Katrina’s storyline continues to be a major disappointment. Here, she manages to break the hold Baby Moloch has over her, which is great, except for the fact that the hold should never have been there in the first place. The idea that Katrina would fall so easily for an unknown infant, to the point where she wouldn’t question Henry’s motives until after that infant started leaving dark marks on her skin, is bizarre. There’s a troubling sense that Katrina is having to bear the weight of every cliched notion of “womanhood” that the writers can think of, and her apparent vulnerability to maternal instincts is neither convincing nor dramatically effective. (Even Henry is starting to wear thin. His jealousy as Katrina holds Baby Moloch in her arms was just absurd.) The end of the episode reveals that the infant is now a young boy, which at least means we’ll be shifting to a different kind of irritating storyline. Maybe this one will be better.

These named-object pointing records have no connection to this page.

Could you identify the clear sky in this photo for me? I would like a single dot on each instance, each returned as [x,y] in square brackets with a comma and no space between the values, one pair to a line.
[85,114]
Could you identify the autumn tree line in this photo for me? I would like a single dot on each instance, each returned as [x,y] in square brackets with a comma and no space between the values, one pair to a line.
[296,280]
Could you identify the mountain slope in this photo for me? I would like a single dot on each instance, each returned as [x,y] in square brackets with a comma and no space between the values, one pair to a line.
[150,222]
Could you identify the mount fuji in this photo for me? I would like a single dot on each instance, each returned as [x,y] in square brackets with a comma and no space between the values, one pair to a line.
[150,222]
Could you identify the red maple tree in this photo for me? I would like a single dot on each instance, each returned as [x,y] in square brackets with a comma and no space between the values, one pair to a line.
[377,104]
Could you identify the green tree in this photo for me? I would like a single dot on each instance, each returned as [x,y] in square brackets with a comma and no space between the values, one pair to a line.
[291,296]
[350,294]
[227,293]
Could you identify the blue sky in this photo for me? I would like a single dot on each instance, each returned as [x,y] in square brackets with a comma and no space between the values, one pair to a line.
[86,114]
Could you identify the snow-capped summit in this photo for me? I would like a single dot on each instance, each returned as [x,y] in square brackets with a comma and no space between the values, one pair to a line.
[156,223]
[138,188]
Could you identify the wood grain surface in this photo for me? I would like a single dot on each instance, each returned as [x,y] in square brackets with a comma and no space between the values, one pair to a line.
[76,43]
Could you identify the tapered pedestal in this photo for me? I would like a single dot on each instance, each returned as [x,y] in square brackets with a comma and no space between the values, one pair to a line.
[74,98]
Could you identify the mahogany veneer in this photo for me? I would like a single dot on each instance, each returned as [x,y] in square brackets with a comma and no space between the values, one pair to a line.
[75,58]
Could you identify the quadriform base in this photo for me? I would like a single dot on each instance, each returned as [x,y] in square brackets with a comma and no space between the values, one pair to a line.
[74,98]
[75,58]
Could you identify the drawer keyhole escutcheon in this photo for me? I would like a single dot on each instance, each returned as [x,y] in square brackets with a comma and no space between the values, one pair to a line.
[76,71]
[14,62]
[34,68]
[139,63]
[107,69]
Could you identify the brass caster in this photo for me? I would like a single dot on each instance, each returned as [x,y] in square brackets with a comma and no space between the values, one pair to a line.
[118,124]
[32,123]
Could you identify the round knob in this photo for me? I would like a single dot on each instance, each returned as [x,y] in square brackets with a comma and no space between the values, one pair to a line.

Hawley is still around. He’s mostly annoying because it’s painfully obvious that he’s being forced on us for creative reasons that escape me. The show didn’t need another handsome white dude. We have Ichabod, and Ichabod is all we need, because Ichabod is awesome. (He’s relegated to the sidelines for most of this episode, which is another odd choice; I guess it gives more focus to Abbie and Jenny, but given how close Ichabod and Abbie have become, I’d much rather seeing him running support than Mr. Blonde.) It’s not that the character is awful; it’s just that the mechanism behind him is so clear that he disrupts the show’s world with each fresh unnecessary appearance.
As for the main story itself, it’s good, but disappointing. The attempt to deal with the fallout of growing up with an abusive parent (Laurie Mills isn’t physically abusive that we see, but psychologically? Oh my yes) while still staying true to the show’s roots in supernatural horror makes for an uneasy mixture of pulpy dramatics and deeply unsettling real-world concerns. The pair of flashbacks that give us a glimpse of Abbie and Jenny’s childhood are more disturbing than any grotesque monster or demonic threat, and the attempt to essentially retcon that past into less troubling terms never quite sits as comfortably as it should.
It doesn’t help that Mama herself never really comes into focus. The case of the week structure means that she has to share time with a crazy dead nurse who likes to trick mental patients into committing suicide. The nurse is creepy, but apart from giving yet another justification for Mama’s behavior (Laurie didn’t commit suicide over her own violation, the ghost trapped her), the plot mostly just eats up running time that should’ve been spent delving deeper into the Mills family, and trying to find a better balance between “Mama was crazy” and “Mama was trying to protect us from the demons.” As is, we never see what an actual sane Laurie Mills would look like (at least not until the end, when Jenny summons her ghost), and the whole tragedy of her life is lost. There’s pathos here, but there’s also a hard to shake sense of how how ill-equipped this show is deal with this kind of pain and strangeness. “Mama” could’ve been a chance to step up everyone’s game. Instead, the holding pattern continues, with only a few glimpses of hope to sustain us.
Stray observations:
- Modern Things Of Which Ichabod Doth Not Approve This Week: Over-the-counter cold cures; child-proof bottle caps; being drugged by Hawley. (Although he does hold hands with Hawley at the end, so I assume all is forgiven.)
- Irving has escaped from Tarrytown Psychiatric! That’s—I guess that’s good? No, it’s good. Sure. Probably.
- Aunjanue Ellis, the actress playing Laurie, wasn’t great. She didn’t get a lot of time to build a character, though, so it’s hard to blame her.